One thing I've been dealing with that I should stop worrying about is the vram finding routine. I thought of some extra stuff to speed up finding slots and although I shouldn't need to look through as many slots to find an empty one, each slot is slower. I'll have to see what's faster, but for that I'd have to get something working first...
Edits: I found a
couple lot of bugs that just so happened not to affect anything by chance. I just fixed them.
If 16x16 tiles are set up like that, you don't need to add #$0040 to $4302. It leaves off at the end of the dma copy.
Okay. I tested it, and you're right, I'll change the code above. I don't think there's much left you can do to make it faster now.
It only works if it's the same channel.
God, I'm an idiot. I realized I only said it worked because I only ran the 32x32 code that I noticed didn't have the changes done to it yet. Although you don't need to do the addition thing if it's the same channel, you still have to set everything else up again, so I'll pass.

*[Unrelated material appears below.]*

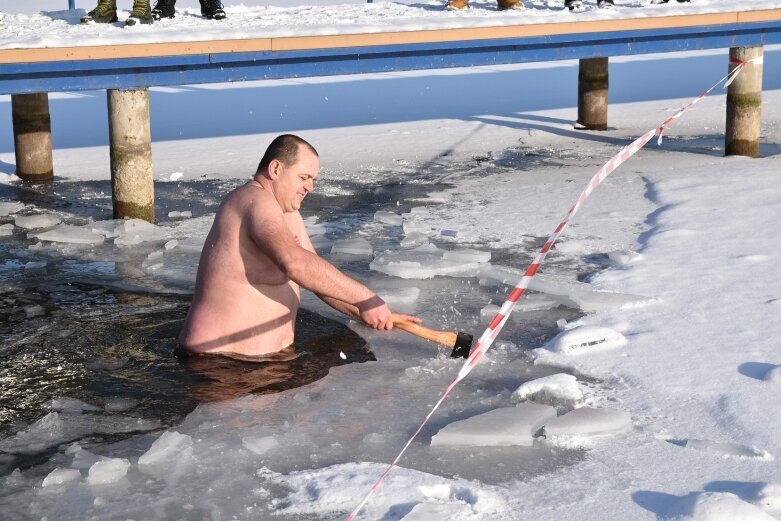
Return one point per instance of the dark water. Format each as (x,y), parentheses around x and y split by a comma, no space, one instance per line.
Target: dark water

After careful observation, I'm losing exactly zero pixels on both of my test TVs (1 LCD, 1 CRT), on my US (NTSC) SNES.
That's on all 4 edges.
Oh...
I've come under the conclusion that I'm going to have to end up using forced blanking though, as there's no way I'll be able to fit all the updates in the small 6KB window. Although I might be able to pull of updating sprite tiles evenly between 20 and 30fps, there'd be absolutely no room for anything else and possibly not always sprite tiles either.
How many of you have a TV where you can see a little overscan on the left or right, but none on the top and bottom? My girlfriend's TV does it when we played Super Nintendo games.